The Powell Street cable car’s bell clanged as it passed limousine-lined Union Square, where befurred women shopped at I. Magnin’s and Saks. I turned onto O’Farrell, the main drag of the grimy Tenderloin District, whose bars and massage parlors were convenient for the businessmen booked at the downtown hotels.

I parked in front of a sign flashing GIRLS! GIRLS! GIRLS! and walked down the street past a single-room occupancy hotel, a pawnshop and a laundromat where an old couple played cards. The neighborhood’s sleepy, nobody’s-home look was disturbed only by a bar, in front of which loitered a pack of sharply-dressed guys and a couple of tall street-hookers, who’d apparently been up all night. I yielded the sidewalk to the swaggering bunch, hoping to pass without notice, but one guy cupped his crotch, clicked his tongue and shouted, “Baby, mama!” I clutched my purse to my chest and hurriedly searched for my destination. Next door to Terminal Liquors and under a flickering sign, I found it: PARADISE MASSAGE.
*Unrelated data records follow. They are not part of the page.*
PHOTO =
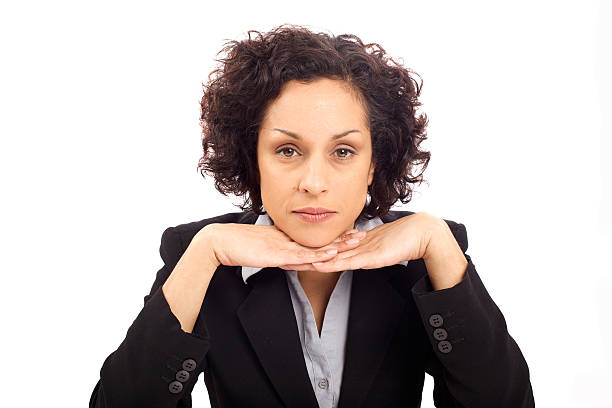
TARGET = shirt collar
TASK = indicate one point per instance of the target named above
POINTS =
(363, 225)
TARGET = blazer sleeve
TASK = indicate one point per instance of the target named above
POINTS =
(475, 361)
(158, 363)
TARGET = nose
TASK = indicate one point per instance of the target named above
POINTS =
(313, 179)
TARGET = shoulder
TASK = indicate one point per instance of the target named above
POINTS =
(457, 228)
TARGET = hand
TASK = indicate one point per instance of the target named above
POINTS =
(404, 239)
(266, 245)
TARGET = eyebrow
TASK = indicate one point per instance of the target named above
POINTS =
(334, 137)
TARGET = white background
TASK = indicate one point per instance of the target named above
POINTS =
(100, 141)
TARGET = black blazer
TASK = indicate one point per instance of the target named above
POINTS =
(246, 342)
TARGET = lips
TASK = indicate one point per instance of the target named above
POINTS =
(314, 210)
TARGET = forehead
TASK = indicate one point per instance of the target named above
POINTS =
(324, 103)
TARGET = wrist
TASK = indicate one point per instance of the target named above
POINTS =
(204, 242)
(444, 259)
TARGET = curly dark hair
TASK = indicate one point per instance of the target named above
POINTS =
(252, 75)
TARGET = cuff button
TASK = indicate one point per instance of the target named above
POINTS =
(175, 387)
(444, 346)
(189, 364)
(436, 320)
(182, 376)
(440, 334)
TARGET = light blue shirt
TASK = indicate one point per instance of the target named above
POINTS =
(324, 355)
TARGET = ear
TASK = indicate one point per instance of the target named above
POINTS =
(371, 173)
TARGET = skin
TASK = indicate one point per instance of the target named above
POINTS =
(314, 169)
(314, 174)
(317, 170)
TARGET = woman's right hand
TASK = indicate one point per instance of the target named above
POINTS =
(265, 245)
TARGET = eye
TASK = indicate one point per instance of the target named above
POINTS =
(345, 157)
(284, 149)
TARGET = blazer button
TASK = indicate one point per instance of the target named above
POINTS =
(189, 364)
(175, 387)
(444, 346)
(440, 334)
(182, 376)
(436, 320)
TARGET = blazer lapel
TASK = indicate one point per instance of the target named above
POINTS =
(269, 321)
(375, 311)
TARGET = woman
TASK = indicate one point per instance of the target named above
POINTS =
(317, 294)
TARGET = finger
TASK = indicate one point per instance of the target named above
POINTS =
(304, 256)
(360, 260)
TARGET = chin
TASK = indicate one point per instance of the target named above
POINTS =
(308, 239)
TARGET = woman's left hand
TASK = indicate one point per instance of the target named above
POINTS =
(419, 235)
(390, 243)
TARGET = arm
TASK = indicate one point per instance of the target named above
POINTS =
(158, 362)
(475, 361)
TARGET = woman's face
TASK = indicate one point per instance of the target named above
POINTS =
(314, 150)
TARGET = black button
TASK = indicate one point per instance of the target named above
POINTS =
(440, 334)
(436, 320)
(189, 364)
(175, 387)
(182, 376)
(444, 346)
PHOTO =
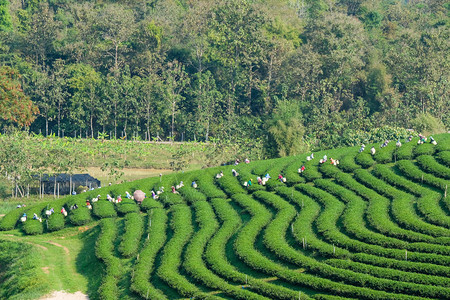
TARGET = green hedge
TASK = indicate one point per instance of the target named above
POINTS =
(193, 258)
(424, 149)
(378, 211)
(406, 150)
(21, 272)
(430, 165)
(428, 202)
(385, 155)
(127, 206)
(104, 249)
(140, 282)
(104, 209)
(411, 171)
(444, 157)
(150, 203)
(9, 221)
(206, 185)
(230, 185)
(56, 221)
(285, 214)
(347, 163)
(402, 206)
(169, 199)
(364, 159)
(168, 270)
(244, 247)
(191, 195)
(32, 227)
(216, 257)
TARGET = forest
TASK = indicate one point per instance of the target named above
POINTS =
(293, 74)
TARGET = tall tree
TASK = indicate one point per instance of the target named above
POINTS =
(117, 25)
(15, 106)
(207, 99)
(5, 17)
(84, 82)
(41, 35)
(175, 81)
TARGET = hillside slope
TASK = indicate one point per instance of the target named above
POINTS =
(372, 227)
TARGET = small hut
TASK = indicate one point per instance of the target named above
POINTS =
(64, 184)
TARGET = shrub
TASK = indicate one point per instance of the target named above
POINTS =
(80, 216)
(150, 203)
(127, 206)
(56, 221)
(444, 157)
(364, 159)
(169, 199)
(347, 163)
(427, 124)
(104, 209)
(140, 283)
(424, 149)
(21, 276)
(81, 189)
(9, 221)
(191, 195)
(134, 227)
(430, 165)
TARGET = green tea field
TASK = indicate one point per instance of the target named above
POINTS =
(373, 226)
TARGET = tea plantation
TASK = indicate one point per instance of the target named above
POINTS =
(371, 227)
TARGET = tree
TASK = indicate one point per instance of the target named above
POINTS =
(15, 106)
(236, 40)
(84, 82)
(286, 130)
(5, 17)
(40, 38)
(206, 99)
(175, 81)
(117, 25)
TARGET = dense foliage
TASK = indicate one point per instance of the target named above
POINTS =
(294, 74)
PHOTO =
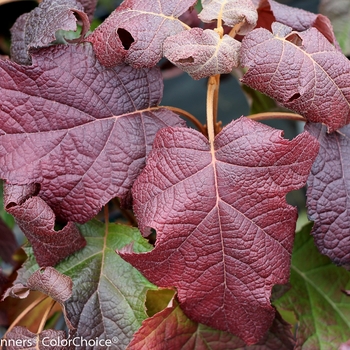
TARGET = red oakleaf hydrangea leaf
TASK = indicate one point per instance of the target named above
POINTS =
(8, 243)
(302, 71)
(89, 7)
(270, 11)
(147, 24)
(202, 53)
(328, 194)
(51, 282)
(231, 12)
(47, 281)
(38, 27)
(79, 129)
(172, 329)
(224, 229)
(37, 220)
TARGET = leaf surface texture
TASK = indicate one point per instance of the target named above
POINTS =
(79, 129)
(224, 229)
(302, 71)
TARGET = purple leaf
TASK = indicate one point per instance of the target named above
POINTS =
(232, 12)
(79, 129)
(328, 193)
(147, 23)
(202, 53)
(270, 11)
(52, 283)
(172, 329)
(302, 71)
(36, 219)
(8, 243)
(224, 230)
(37, 28)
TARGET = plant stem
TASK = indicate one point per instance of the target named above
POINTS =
(277, 115)
(190, 117)
(25, 312)
(212, 100)
(45, 316)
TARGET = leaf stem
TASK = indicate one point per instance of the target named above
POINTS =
(190, 117)
(45, 316)
(212, 106)
(277, 115)
(25, 312)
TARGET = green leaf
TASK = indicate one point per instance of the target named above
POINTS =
(108, 300)
(172, 329)
(316, 297)
(4, 215)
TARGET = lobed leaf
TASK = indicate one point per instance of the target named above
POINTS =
(328, 193)
(271, 11)
(202, 53)
(316, 296)
(8, 243)
(224, 229)
(108, 297)
(51, 282)
(37, 28)
(37, 221)
(172, 329)
(79, 129)
(45, 280)
(302, 71)
(338, 12)
(147, 24)
(232, 12)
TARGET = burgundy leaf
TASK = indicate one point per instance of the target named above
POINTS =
(79, 129)
(52, 283)
(202, 53)
(328, 193)
(18, 290)
(20, 338)
(224, 230)
(172, 329)
(270, 11)
(37, 220)
(89, 7)
(302, 71)
(8, 243)
(231, 12)
(147, 22)
(37, 28)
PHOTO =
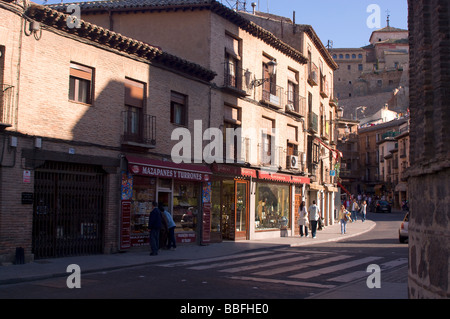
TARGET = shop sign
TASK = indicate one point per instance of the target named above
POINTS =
(234, 171)
(185, 237)
(168, 173)
(275, 177)
(125, 224)
(300, 180)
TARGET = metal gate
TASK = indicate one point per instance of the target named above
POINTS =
(68, 210)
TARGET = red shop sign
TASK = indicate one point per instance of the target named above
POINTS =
(274, 177)
(155, 168)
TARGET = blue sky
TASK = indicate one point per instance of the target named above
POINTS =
(344, 22)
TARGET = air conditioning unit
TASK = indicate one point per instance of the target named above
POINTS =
(293, 162)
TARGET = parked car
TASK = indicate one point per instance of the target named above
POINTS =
(383, 206)
(403, 231)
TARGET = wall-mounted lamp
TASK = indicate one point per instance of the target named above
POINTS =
(272, 68)
(38, 142)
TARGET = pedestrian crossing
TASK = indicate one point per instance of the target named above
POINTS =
(306, 268)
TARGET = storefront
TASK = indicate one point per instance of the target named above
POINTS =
(182, 188)
(230, 202)
(276, 198)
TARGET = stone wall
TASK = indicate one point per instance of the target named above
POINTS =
(429, 175)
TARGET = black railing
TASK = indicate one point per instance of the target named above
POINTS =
(138, 128)
(237, 78)
(6, 104)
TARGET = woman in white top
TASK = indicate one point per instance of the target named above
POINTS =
(303, 219)
(364, 210)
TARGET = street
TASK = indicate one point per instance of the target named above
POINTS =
(280, 273)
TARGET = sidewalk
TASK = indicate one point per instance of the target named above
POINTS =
(56, 267)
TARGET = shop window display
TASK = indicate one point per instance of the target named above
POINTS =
(143, 194)
(186, 205)
(273, 206)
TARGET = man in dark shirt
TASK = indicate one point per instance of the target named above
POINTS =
(154, 225)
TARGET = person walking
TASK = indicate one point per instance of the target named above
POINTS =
(171, 242)
(364, 211)
(154, 225)
(314, 215)
(344, 217)
(354, 210)
(303, 219)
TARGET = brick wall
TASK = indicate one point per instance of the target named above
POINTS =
(91, 131)
(429, 175)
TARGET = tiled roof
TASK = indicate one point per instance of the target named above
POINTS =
(108, 38)
(213, 5)
(130, 4)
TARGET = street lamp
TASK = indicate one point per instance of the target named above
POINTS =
(363, 108)
(272, 68)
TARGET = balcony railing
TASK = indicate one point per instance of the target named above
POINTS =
(313, 122)
(313, 74)
(295, 104)
(324, 88)
(272, 94)
(138, 129)
(6, 105)
(237, 80)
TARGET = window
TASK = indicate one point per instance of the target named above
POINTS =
(81, 83)
(267, 155)
(232, 60)
(178, 109)
(133, 115)
(272, 209)
(231, 120)
(292, 92)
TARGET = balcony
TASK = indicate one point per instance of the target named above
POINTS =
(139, 131)
(313, 74)
(236, 80)
(313, 122)
(295, 104)
(272, 95)
(6, 106)
(324, 88)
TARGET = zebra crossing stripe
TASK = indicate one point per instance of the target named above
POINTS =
(285, 282)
(265, 265)
(213, 259)
(361, 274)
(319, 262)
(243, 261)
(331, 269)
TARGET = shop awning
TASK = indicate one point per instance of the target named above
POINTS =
(167, 169)
(300, 180)
(402, 187)
(233, 170)
(277, 177)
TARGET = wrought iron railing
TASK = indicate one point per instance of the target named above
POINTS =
(139, 128)
(272, 94)
(237, 79)
(6, 104)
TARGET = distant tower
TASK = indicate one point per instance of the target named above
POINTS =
(241, 6)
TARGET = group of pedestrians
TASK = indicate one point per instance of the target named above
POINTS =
(351, 216)
(309, 219)
(162, 229)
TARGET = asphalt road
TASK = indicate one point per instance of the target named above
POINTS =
(271, 274)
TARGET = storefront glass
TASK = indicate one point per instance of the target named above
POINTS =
(144, 189)
(186, 205)
(272, 206)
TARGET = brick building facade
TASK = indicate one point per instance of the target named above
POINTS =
(429, 175)
(84, 101)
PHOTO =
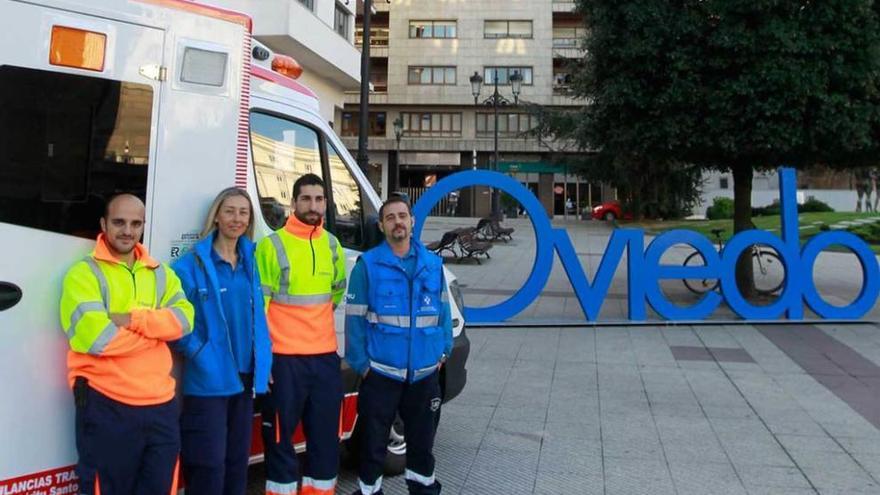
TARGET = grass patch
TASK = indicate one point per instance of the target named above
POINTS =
(810, 224)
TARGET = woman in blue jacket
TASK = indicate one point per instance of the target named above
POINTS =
(227, 358)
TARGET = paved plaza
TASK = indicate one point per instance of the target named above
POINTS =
(657, 408)
(663, 410)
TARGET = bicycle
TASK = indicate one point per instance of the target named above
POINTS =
(769, 272)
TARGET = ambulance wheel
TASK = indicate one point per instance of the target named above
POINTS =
(395, 460)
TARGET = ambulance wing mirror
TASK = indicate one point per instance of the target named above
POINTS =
(10, 294)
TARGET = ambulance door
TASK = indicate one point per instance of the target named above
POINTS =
(78, 117)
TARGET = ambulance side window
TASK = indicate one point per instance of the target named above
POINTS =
(347, 206)
(282, 151)
(68, 143)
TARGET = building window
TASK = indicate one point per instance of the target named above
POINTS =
(341, 21)
(351, 124)
(378, 36)
(432, 29)
(509, 124)
(561, 81)
(504, 74)
(431, 124)
(568, 36)
(507, 29)
(432, 75)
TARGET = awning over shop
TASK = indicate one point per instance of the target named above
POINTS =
(531, 167)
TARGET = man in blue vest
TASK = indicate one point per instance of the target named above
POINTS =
(398, 333)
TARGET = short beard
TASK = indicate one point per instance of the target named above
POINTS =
(306, 221)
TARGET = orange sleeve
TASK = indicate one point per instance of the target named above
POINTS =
(126, 343)
(161, 324)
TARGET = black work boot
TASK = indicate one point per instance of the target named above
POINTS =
(416, 488)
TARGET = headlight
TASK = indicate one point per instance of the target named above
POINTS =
(455, 290)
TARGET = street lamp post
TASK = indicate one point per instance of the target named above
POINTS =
(363, 157)
(495, 100)
(398, 133)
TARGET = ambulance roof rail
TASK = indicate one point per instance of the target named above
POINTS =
(206, 10)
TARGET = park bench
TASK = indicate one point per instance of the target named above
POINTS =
(446, 243)
(470, 246)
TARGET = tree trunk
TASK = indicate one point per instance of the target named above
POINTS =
(742, 220)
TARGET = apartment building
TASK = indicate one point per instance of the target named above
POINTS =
(319, 34)
(423, 56)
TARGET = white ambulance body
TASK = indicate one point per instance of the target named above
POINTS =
(156, 97)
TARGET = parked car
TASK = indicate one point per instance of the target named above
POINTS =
(609, 211)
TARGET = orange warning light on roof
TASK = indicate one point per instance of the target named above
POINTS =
(73, 47)
(287, 66)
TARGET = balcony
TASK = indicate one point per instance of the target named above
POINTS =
(563, 5)
(354, 97)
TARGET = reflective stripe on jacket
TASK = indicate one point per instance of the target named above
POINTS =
(405, 338)
(302, 268)
(210, 368)
(131, 364)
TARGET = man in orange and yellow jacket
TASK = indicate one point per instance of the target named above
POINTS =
(302, 267)
(119, 307)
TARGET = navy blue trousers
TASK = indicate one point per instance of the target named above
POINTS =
(307, 389)
(216, 441)
(129, 449)
(379, 400)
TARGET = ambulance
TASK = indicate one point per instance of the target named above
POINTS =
(172, 100)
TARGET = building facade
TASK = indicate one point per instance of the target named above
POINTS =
(422, 56)
(319, 34)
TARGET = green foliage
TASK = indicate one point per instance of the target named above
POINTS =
(721, 208)
(729, 82)
(773, 208)
(814, 205)
(870, 233)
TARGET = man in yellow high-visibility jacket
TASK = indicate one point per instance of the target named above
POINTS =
(119, 307)
(302, 267)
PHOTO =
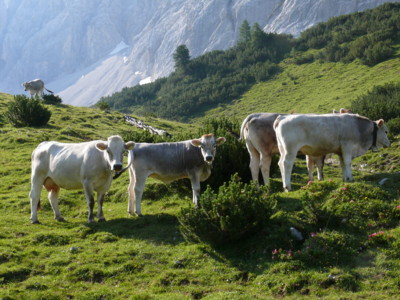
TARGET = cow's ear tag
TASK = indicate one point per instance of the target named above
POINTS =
(196, 143)
(221, 140)
(129, 145)
(101, 146)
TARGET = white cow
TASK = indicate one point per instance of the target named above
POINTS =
(88, 166)
(35, 87)
(258, 133)
(169, 162)
(347, 135)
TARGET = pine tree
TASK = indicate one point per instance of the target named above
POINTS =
(244, 35)
(182, 59)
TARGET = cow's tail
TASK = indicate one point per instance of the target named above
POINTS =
(130, 162)
(277, 121)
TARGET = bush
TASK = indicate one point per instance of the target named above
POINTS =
(52, 99)
(235, 212)
(328, 249)
(24, 111)
(394, 127)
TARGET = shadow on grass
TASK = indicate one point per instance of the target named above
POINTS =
(159, 229)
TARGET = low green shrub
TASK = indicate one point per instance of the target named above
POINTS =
(52, 99)
(328, 248)
(361, 206)
(235, 212)
(24, 111)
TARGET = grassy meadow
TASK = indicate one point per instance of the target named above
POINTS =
(351, 245)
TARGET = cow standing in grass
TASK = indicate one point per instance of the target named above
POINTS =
(35, 88)
(347, 135)
(169, 162)
(258, 133)
(88, 166)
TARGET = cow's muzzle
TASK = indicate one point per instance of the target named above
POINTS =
(117, 167)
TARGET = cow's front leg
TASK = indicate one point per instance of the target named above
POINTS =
(310, 167)
(90, 200)
(195, 181)
(286, 170)
(53, 198)
(100, 215)
(34, 196)
(136, 196)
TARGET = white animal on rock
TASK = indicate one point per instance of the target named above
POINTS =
(258, 133)
(88, 166)
(347, 135)
(169, 162)
(35, 87)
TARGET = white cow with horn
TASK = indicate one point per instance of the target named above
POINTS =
(88, 166)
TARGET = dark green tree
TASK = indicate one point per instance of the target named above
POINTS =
(244, 34)
(258, 36)
(182, 58)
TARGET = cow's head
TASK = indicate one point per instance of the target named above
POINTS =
(114, 151)
(382, 139)
(25, 85)
(208, 145)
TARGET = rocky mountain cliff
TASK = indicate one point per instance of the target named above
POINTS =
(84, 50)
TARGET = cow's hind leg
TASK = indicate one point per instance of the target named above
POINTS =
(100, 200)
(266, 167)
(34, 195)
(286, 163)
(88, 187)
(53, 190)
(254, 161)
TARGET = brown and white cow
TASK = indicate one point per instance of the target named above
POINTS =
(35, 87)
(88, 166)
(169, 162)
(258, 132)
(347, 135)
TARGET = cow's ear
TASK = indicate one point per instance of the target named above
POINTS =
(196, 143)
(129, 145)
(221, 140)
(102, 146)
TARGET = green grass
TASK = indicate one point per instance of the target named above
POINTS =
(318, 87)
(147, 258)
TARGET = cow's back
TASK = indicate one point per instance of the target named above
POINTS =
(259, 132)
(167, 160)
(321, 134)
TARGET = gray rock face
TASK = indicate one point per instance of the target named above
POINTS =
(84, 50)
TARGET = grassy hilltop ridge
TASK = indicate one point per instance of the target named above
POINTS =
(316, 87)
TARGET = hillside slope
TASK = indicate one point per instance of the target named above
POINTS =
(88, 49)
(317, 87)
(355, 254)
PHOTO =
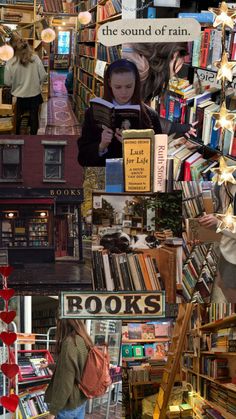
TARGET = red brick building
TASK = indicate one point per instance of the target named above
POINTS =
(40, 197)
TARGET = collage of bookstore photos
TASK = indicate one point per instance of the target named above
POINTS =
(119, 212)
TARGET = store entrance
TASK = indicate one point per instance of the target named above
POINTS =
(61, 236)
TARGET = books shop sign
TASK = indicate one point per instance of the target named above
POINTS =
(122, 305)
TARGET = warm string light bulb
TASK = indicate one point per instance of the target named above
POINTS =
(224, 15)
(6, 51)
(225, 68)
(224, 119)
(84, 17)
(227, 221)
(48, 35)
(223, 173)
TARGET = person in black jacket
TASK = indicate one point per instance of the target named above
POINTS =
(121, 87)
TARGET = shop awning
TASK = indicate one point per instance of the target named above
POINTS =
(35, 201)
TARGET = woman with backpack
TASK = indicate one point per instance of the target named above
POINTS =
(65, 399)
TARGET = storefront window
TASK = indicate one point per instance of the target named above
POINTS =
(53, 163)
(11, 162)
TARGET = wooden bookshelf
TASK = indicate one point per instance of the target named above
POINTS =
(88, 47)
(196, 375)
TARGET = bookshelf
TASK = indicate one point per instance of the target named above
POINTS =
(212, 368)
(148, 344)
(91, 55)
(199, 255)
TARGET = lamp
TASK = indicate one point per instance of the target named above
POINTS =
(6, 51)
(48, 34)
(84, 17)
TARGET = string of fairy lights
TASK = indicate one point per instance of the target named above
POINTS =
(225, 120)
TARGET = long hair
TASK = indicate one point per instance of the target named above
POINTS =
(159, 56)
(22, 51)
(125, 66)
(70, 328)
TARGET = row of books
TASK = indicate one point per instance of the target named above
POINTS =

At the top of a steep, tiled stairwell, I knocked on a solidly-made door. A tall, fine-boned Asian woman named Kim let me in. She wore a bright-white jumpsuit with an oversized zipper and her long hair was drawn up in a braid laced with red and gold ribbons. The colors matched a pair of startlingly high-heeled shoes. I immediately felt small and poorly dressed. My pink camisole blouse, sweetly sexy when I’d put it on, was obviously dowdy, as was my black wool skirt and worn-down shoes. When I get some money, I silently vowed, I’m getting new clothes. “What a beautiful outfit,” I exclaimed.

“You like?” Kim smoothed down an imaginary wrinkle on her pant leg and dropped her eyes, though they immediately shot back up as she appraised me with unconcealed interest. “You have big,” she declared, lightly grazing my bosom with her hand. “Men like big.”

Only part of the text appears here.